Oleh : Dida Helena, S.IP , M.SI
Visi “Jambi Bahagia” yang digaungkan Pemerintah Kota Jambi sejak beberapa tahun terakhir patut diapresiasi. Di tengah tuntutan pembangunan yang semakin kompleks, keberanian mengusung kata “bahagia” sebagai tujuan pembangunan menunjukkan niat baik: menjadikan kesejahteraan warga sebagai pusat perhatian. Namun, di balik optimisme tersebut, pertanyaan krusial masih mengemuka: sudahkah seluruh warga Kota Jambi benar-benar merasakan kebahagiaan itu?
Data terbaru dari BPS menunjukkan bahwa Kota Jambi mencatat Indeks Pembangunan Manusia (IPM) sebesar 81,77 pada tahun 2024—angka yang sangat tinggi dan menandakan keberhasilan dalam bidang pendidikan, kesehatan, dan daya beli.

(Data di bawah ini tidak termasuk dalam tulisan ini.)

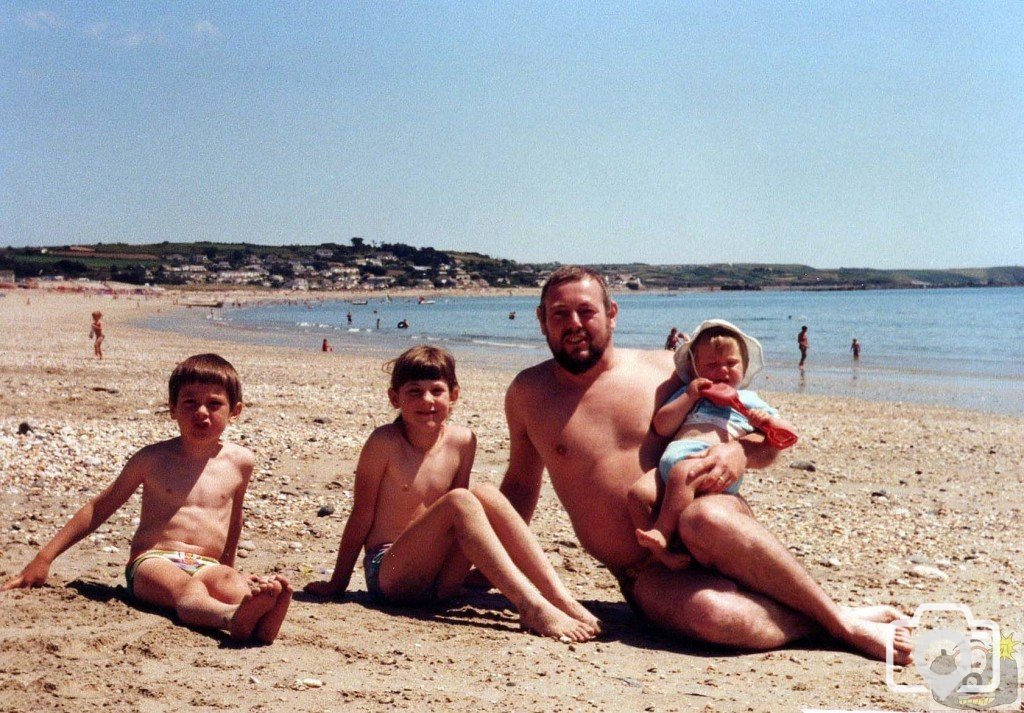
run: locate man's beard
[548,331,608,375]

Pendapatan per kapita pun meningkat, menyentuh Rp 64,6 juta per tahun, dan tingkat kemiskinan berhasil ditekan dari 8,24% menjadi 7,73%. Dari permukaan, tampak bahwa Jambi memang sedang melangkah menuju “kota bahagia”.
Namun, angka tidak selalu mampu menangkap realitas yang dirasakan warga sehari-hari. Indeks Gini Kota Jambi yang tercatat di angka 0,37 menunjukkan bahwa ketimpangan masih cukup tinggi. Artinya, distribusi kekayaan belum merata. Segelintir kelompok menikmati hasil pembangunan, sementara sebagian warga, terutama di pinggiran kota, belum tersentuh secara adil.

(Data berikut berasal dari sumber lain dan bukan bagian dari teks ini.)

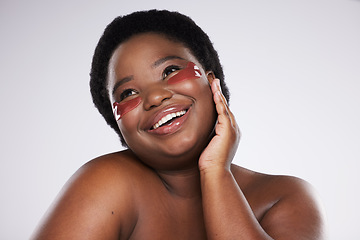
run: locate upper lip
[145,104,190,130]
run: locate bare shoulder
[232,165,325,239]
[33,151,152,239]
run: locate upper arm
[34,156,136,239]
[260,178,325,240]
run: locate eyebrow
[152,56,185,68]
[112,75,134,95]
[112,56,185,95]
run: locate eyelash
[120,89,137,101]
[120,65,181,101]
[162,65,181,79]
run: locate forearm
[201,168,272,240]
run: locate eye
[162,65,181,79]
[120,89,137,101]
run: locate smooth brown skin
[32,33,325,240]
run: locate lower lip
[148,109,190,135]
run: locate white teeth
[153,110,186,129]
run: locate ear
[206,71,215,85]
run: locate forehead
[109,33,197,70]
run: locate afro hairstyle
[90,10,229,147]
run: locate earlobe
[206,71,215,85]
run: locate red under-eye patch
[113,97,141,121]
[168,62,201,84]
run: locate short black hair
[90,10,229,147]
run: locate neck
[157,166,201,198]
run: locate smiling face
[108,33,216,170]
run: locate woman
[33,10,324,239]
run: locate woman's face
[108,33,217,170]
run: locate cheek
[113,97,141,121]
[117,108,141,142]
[174,78,212,101]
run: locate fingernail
[216,78,222,92]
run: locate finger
[212,79,235,125]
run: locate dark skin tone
[33,33,325,240]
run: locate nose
[143,85,173,110]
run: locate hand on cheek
[199,79,240,171]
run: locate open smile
[148,107,189,135]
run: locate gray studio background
[0,0,360,240]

Di beberapa kelurahan padat seperti Danau Teluk atau Paal Merah, akses terhadap layanan kesehatan, air bersih, dan infrastruktur masih belum ideal. Keluhan soal jalan rusak, banjir lokal, hingga biaya pendidikan yang tinggi terus muncul dari warga yang merasa tertinggal. Di sinilah letak pekerjaan rumah besar bagi Pemerintah Kota: memastikan bahwa visi “Jambi Bahagia” bukan hanya dirasakan oleh segelintir orang di pusat kota, tetapi oleh semua warga tanpa terkecuali.
Perlu diakui, Pemkot Jambi telah melakukan berbagai upaya: dari bedah rumah untuk masyarakat miskin, pelatihan UMKM, hingga pembangunan infrastruktur jalan dan digitalisasi layanan publik. Namun, langkah-langkah ini masih bersifat sektoral dan belum terintegrasi dalam kerangka besar pemerataan sosial.
Untuk benar-benar mewujudkan “Jambi Bahagia”, Pemkot perlu menempuh strategi yang lebih sistemik. Pertama, perluasan akses dan layanan publik di daerah pinggiran kota harus menjadi prioritas. Kedua, kebijakan ekonomi harus lebih berpihak pada kelompok rentan, bukan hanya menumbuhkan investasi besar. Ketiga, partisipasi warga dalam perencanaan pembangunan harus diperkuat, karena kebijakan yang baik lahir dari pemahaman terhadap kebutuhan nyata di lapangan.
Kebahagiaan bukan sekadar angka, melainkan kondisi hidup yang layak, adil, dan bermartabat. Jika Pemkot Jambi ingin mewujudkan visi ini secara utuh, maka pembangunan tidak boleh hanya berfokus pada angka makro atau pusat kota saja. “Jambi Bahagia” baru akan menjadi kenyataan jika seluruh warganya merasakan kemajuan secara merata, tidak terkecuali mereka yang berada di pinggiran dan lapisan bawah masyarakat.
Jambi tidak kekurangan potensi—yang dibutuhkan adalah komitmen untuk menjadikan kebahagiaan sebagai hak bersama, bukan hak istimewa. Maka dari itu, slogan harus dibuktikan dengan kebijakan yang berpihak, transparan, dan merata.